To go further: from Magma to MagmaClust
To underline the main limitation of Magma, we now propose to predict the performances of an elite female swimmer in the dataset (under 60sec) instead of Michaela’s.
Due to the high level of this swimmer, all of her performances are far below the mean GP. Thus, when we try to predict her future evolution, we may actually underestimate her potential; indeed, her progression curve increases significantly once she has no data left, until it reaches the mean process.
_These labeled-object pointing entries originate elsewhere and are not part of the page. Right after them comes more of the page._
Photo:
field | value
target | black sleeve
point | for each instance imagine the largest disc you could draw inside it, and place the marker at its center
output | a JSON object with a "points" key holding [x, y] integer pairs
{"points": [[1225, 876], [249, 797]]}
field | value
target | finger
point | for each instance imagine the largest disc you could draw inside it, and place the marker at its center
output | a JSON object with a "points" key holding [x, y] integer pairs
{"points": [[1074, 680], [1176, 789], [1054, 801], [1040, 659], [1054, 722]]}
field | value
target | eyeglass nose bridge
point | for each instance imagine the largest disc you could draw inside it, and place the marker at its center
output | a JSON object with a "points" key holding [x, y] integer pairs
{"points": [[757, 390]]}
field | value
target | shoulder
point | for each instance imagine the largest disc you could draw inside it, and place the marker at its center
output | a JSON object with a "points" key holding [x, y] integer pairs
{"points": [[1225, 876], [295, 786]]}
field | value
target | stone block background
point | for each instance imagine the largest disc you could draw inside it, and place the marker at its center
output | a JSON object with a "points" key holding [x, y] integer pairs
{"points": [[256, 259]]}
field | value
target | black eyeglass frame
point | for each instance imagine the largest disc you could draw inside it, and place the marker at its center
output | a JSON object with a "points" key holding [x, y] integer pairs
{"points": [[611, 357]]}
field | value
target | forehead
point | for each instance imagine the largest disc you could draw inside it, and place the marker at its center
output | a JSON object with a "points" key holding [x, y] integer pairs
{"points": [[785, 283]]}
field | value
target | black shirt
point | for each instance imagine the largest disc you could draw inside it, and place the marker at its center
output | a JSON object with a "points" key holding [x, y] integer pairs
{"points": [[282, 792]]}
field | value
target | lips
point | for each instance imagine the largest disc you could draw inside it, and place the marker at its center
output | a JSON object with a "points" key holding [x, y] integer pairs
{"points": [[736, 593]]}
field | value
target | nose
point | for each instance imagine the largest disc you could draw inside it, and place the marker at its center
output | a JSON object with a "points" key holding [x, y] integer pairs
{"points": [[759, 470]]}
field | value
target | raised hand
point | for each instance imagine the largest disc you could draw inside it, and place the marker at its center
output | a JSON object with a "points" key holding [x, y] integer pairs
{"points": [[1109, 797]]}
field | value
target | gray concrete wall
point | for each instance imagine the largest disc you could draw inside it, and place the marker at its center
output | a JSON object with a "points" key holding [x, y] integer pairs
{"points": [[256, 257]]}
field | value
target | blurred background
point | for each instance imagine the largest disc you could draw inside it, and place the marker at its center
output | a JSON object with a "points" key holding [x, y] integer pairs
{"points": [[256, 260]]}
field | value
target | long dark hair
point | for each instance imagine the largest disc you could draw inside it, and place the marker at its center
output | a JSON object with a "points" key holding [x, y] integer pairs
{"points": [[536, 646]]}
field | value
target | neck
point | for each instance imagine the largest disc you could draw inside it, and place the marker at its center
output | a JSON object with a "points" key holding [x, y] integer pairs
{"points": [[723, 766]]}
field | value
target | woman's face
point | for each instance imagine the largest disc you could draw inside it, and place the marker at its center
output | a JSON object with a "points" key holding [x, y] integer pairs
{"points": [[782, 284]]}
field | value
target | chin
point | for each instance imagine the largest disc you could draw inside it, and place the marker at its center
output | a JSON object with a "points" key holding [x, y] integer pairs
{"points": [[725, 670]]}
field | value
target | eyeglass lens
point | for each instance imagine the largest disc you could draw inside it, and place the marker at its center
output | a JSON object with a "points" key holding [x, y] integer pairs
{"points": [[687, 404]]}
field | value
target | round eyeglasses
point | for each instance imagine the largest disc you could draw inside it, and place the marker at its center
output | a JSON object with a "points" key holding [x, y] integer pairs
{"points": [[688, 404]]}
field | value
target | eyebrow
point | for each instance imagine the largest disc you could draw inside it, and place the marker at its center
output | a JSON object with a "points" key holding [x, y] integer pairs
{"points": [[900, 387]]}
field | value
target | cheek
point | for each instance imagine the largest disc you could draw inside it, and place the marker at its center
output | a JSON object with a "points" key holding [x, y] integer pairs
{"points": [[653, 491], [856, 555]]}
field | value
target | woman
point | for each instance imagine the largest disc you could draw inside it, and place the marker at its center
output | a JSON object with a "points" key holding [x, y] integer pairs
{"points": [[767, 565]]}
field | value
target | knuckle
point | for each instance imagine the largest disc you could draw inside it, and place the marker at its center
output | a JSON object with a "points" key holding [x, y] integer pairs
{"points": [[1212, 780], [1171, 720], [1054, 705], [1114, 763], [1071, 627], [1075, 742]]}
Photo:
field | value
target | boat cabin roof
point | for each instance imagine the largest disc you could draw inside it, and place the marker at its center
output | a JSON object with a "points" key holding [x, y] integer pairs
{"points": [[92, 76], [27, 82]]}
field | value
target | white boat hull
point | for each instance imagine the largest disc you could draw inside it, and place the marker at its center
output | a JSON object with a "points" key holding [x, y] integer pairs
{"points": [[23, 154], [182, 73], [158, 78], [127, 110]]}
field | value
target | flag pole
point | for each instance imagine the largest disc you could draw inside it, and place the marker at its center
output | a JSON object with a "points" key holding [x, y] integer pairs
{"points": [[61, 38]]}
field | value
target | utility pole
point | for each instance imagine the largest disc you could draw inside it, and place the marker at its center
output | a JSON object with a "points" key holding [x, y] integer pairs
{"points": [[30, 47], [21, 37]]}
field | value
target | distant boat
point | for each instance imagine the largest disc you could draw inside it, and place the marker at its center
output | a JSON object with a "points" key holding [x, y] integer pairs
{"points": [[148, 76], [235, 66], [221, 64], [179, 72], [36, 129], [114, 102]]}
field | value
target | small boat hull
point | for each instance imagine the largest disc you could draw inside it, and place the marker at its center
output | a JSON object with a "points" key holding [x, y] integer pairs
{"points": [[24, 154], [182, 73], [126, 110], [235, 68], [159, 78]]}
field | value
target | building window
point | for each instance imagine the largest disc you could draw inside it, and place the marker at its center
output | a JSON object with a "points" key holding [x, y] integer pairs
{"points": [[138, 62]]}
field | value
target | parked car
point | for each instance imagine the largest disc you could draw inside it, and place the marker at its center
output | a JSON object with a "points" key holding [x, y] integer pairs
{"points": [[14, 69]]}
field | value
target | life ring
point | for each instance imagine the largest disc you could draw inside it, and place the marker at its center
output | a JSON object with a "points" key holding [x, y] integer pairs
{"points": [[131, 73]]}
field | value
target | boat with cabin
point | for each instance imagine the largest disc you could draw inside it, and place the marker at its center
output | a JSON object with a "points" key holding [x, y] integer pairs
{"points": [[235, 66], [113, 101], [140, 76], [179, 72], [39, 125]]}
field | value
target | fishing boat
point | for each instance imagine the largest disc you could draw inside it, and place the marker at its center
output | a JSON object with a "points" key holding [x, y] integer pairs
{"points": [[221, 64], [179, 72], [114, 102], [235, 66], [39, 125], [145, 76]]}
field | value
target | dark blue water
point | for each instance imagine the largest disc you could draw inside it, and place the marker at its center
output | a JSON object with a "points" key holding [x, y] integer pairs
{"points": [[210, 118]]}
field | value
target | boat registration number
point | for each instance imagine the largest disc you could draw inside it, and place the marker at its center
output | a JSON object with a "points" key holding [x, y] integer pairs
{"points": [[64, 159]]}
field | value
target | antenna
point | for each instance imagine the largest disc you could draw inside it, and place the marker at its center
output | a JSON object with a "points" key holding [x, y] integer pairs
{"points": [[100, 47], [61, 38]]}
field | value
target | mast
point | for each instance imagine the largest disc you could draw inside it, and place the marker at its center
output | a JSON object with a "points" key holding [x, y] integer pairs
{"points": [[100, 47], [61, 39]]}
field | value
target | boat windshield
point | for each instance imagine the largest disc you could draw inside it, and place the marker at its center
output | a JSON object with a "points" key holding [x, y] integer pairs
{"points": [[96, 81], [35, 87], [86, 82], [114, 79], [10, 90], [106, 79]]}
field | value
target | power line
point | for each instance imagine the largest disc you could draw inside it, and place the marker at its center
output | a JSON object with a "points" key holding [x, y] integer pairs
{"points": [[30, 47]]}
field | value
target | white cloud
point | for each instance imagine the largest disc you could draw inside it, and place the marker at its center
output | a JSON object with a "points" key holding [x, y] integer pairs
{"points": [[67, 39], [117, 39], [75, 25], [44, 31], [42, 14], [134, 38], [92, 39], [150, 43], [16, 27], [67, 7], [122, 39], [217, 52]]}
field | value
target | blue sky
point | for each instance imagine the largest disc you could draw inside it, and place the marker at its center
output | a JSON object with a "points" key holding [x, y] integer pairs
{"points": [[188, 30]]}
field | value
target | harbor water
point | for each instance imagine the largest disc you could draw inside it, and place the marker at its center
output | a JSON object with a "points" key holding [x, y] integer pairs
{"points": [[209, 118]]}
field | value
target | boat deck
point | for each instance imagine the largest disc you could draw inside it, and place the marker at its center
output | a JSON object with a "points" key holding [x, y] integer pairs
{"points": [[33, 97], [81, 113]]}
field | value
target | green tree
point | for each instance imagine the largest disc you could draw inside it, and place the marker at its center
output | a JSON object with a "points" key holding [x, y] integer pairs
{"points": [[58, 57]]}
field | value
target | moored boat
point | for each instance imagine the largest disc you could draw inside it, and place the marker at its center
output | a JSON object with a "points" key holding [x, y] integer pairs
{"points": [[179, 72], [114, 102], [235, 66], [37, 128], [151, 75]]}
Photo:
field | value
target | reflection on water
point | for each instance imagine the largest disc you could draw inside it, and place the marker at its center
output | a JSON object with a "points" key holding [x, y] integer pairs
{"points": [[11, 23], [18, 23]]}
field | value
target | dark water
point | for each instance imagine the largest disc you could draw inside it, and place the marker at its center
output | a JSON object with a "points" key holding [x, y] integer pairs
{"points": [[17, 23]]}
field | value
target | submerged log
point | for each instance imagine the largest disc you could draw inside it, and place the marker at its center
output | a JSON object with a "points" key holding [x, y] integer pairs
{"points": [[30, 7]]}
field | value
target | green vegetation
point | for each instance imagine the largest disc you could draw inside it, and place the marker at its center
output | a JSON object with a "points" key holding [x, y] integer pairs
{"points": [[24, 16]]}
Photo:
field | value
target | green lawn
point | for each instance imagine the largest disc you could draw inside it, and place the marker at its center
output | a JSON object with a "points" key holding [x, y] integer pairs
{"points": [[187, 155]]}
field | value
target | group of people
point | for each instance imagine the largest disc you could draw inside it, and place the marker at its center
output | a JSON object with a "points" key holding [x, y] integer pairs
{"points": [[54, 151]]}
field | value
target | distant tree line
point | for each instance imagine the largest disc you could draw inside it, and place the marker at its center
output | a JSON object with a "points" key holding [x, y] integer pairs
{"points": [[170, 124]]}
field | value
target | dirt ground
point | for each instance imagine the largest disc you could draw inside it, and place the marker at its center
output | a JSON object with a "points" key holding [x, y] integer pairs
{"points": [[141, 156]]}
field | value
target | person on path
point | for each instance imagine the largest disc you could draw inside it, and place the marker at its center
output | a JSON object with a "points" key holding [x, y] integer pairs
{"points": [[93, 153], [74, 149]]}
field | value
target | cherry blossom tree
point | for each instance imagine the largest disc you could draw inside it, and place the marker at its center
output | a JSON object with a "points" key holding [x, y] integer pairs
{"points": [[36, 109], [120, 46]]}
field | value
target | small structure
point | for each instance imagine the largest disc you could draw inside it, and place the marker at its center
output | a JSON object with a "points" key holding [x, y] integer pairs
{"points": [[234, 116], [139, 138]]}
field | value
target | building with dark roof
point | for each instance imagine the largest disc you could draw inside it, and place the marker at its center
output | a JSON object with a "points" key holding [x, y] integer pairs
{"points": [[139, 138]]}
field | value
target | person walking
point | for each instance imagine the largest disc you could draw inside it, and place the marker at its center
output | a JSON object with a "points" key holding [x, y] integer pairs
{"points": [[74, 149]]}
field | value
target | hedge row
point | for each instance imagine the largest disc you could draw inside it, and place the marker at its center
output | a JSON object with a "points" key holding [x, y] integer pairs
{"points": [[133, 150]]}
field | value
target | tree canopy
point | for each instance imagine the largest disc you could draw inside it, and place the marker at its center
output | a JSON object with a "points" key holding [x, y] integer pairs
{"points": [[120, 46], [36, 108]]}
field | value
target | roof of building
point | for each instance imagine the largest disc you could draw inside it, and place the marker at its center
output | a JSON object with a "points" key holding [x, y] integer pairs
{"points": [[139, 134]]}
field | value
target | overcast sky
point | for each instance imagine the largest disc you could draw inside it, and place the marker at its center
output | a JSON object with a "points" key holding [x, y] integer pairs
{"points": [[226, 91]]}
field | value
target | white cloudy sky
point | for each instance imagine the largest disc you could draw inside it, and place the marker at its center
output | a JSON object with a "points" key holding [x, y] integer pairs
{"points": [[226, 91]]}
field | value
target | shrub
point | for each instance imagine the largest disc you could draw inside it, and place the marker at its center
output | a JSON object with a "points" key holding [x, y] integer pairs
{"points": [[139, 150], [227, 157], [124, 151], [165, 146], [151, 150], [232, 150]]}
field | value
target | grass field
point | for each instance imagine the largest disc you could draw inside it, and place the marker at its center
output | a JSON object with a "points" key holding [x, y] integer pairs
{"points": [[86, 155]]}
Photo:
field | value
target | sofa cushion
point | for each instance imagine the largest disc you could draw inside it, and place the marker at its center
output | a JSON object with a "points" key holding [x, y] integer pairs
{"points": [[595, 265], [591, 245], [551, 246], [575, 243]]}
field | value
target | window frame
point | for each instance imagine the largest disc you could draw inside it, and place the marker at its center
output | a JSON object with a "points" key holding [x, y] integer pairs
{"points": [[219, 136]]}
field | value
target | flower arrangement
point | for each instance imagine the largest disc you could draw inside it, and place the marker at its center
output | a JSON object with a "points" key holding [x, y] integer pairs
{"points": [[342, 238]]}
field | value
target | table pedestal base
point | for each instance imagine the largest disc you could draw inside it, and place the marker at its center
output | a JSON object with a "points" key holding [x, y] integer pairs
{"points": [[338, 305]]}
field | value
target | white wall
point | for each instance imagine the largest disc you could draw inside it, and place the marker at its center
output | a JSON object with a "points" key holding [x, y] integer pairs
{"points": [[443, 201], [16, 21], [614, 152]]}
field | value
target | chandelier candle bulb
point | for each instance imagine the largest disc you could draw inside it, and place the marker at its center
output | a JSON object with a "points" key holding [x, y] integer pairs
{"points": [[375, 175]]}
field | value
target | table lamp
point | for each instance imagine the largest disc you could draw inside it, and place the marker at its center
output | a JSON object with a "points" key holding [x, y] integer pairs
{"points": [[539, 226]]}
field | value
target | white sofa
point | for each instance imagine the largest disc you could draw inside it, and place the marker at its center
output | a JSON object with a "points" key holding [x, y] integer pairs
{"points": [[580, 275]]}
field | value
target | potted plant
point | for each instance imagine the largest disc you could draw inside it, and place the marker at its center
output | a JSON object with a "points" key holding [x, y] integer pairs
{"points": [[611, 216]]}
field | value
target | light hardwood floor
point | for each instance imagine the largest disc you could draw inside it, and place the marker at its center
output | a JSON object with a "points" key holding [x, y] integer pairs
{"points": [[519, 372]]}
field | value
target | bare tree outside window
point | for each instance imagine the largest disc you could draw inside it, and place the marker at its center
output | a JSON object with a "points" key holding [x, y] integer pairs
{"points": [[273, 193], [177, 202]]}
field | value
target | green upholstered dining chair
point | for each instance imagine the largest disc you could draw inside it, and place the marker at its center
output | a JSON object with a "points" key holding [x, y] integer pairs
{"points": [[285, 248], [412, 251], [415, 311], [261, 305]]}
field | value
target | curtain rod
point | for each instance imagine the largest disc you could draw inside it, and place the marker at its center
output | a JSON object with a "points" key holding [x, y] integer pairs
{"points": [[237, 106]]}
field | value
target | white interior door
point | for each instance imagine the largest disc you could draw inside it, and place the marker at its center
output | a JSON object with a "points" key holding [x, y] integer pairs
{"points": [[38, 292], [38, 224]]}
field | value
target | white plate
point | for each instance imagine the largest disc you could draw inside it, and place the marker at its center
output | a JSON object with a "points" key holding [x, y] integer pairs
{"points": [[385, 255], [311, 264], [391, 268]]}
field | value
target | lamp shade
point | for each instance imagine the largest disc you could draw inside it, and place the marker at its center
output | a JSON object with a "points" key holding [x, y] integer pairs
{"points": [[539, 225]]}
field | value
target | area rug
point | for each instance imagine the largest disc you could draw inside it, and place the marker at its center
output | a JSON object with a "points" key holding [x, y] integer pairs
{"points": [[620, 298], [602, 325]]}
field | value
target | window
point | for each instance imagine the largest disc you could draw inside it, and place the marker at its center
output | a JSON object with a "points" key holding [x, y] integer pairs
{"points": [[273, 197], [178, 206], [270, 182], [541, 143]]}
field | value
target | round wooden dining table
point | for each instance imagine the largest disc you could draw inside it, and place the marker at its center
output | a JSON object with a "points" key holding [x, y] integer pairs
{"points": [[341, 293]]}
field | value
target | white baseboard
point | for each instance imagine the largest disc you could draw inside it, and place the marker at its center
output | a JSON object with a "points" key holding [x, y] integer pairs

Although, this behaviour is expected since the prediction is guided by the information coming from other individuals (through the mean process) who are less successful than her, the method could benefit from accounting for differences between individual in the training dataset.
This is why enabling cluster-specific mean processes to take into account different swimmers profiles would be a relevant extension. This enhancement of Magma corresponds to the MagmaClust algorithm; see the corresponding vignette for further information.